Press and Media

Former Bakery Reinvented as Tech Hub for BullStreet Project

Originally published Tuesday, October 18, 2016 at:

By Michael Fitts

A building that for decades served as the bakery at the Department of Mental Health campus in Columbia now hosts a co-working space, which its leaders hope will spur the growth of a high-tech community on the campus.

The longtime bakery now hosts the second location of SOCO co-working and event space, where freelancers and other solo professionals or startup businesses can find a place to work and collaborate. It also serves as the classroom site for The Iron Yard, a school that offers intensive courses in software programming skills.

The building served as the bakery for the Mental Health campus for the first half of the 20th century. Now the building is a wide-open workspace with the exposed brick and 20-foot-high ceilings that show its pedigree, plus new gigabit-speed Internet capability provided by Spirit Wireless, sponsors of the adjacent Spirit Communications Park, where the minor-league Columbia Fireflies play.

“It has been incredibly energizing to work with this team to activate one of the most unique spaces on the campus – and I have to say, the view of the baseball stadium from the back porch of the bakery is beyond cool,” said Robert Hughes, chief operating officer at Hughes Development Corp., master developers of the huge Bull Street property.

The bakery’s combination of old-time feel with the latest digital connections will be an immediate draw for many creative individuals, said Greg Hilton, co-founder of SOCO. “It will draw people in, but that’s not why they stay,” he said.

What will keep them as customers will be the collaborative nature of the space and the feeling of being on the cutting edge of something new in Columbia, he said. The building is wide open on purpose, Hilton said. That’s to allow conversation and ideas to flow around the room. People aren’t just expected to work side by side. The objective of Hilton and his partners is that people will bounce ideas off each other and find new ways to collaborate.

Now that SOCO has added the Bull Street facility to its Vista location, Hilton said the co-working group hopes to keep adding clients and tapping into the vitality in the air in Columbia. Part of his goal is to keep building the local talent pool for the tech industry and other businesses well-supplied and well-connected, he said.

Bringing talented people into information technology also is the major focus of the building’s other tenant, The Iron Yard. Founded in Greenville, The Iron Yard has established locations across the Southeast that teach programming, and also it operates its own co-working spaces in numerous cities. Heather Dughaish, campus director for The Iron Yard, hears regularly from employers both big and small  about how the great need for students with the kinds of skills that are taught in its intensive classes. In the full front-end programming class, students will do 60 to 80 hours of work per week through the three-month course. There’s no time for a student to be working a full-time job while taking the immersive course, she said. “It’s like going to a country and learning a language,” Dughaish said.

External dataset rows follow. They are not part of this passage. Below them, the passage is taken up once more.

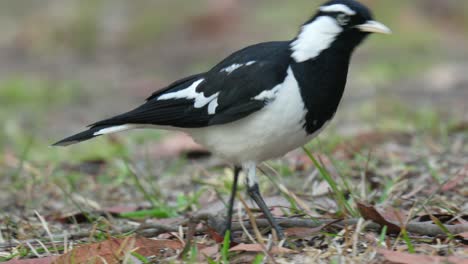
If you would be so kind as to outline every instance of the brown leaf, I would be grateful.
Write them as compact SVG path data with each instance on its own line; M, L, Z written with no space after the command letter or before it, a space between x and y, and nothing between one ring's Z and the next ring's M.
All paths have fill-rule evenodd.
M408 213L403 210L397 210L393 207L386 207L382 209L376 209L380 215L387 221L393 223L402 223L408 218Z
M206 257L215 259L217 254L219 254L219 246L217 244L200 250L200 257L203 257L202 260Z
M214 228L208 227L206 232L216 243L223 243L224 237L220 233L218 233Z
M238 252L238 251L244 251L244 252L263 252L262 245L260 244L239 244L235 247L232 247L229 249L230 252ZM297 253L296 251L288 248L283 248L283 247L273 247L270 252L272 254L293 254Z
M101 243L83 245L57 258L54 264L65 263L121 263L129 252L144 257L154 256L166 250L181 250L183 245L177 240L153 240L143 237L111 238Z
M381 226L387 226L387 232L388 233L393 233L393 234L398 234L400 233L401 231L401 228L388 221L387 219L385 219L380 213L379 211L377 211L377 209L375 209L373 206L371 205L366 205L366 204L363 204L363 203L357 203L357 206L358 206L358 209L359 209L359 212L361 213L361 216L366 219L366 220L372 220L373 222L381 225Z
M14 259L8 262L3 262L3 264L50 264L57 257L46 257L38 259Z
M439 257L416 255L386 249L379 249L379 254L389 261L390 263L398 264L421 264L421 263L454 263L454 264L468 264L468 259L463 259L455 256Z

Students are learning the hands-on skills to become front-end engineers, including Javascript, or .net2 programming, skills that local companies, including those with representatives on her advisory board, tell her they need. This coordination with market demands helps The Iron Yard maintain a high job placement rate among graduates, Dughaish said.

Hurricane Matthew interrupted plans for a grand opening celebration at the bakery, and the event has been rescheduled for Oct. 21. It will feature a ribbon-cutting, a free day for people to try out co-working and to learn about The Iron Yard and a launch party beginning at 4 p.m.

In the short term, both SOCO and The Iron Yard want to build a steady population of clients on the Bull Street site. SOCO’s goal is to double its enrollment of members who pay to use its two facilities in the next 12 months, while The Iron Yard wants to fill its three-month classes with 16 students per session.

In the longer term, Hilton, Dughaish and the developers all want to see Bull Street development grow as a center for tech companies and entrepreneurship right in the middle of the city. The hope, Hilton said, is for the bakery to spur more use of both historic and new buildings for high-tech industry and education, part of the new Bull Street development as a cool place where talented entrepreneurs want to live, work and play.

“If you do that, believe me, the companies will come,” Hilton said.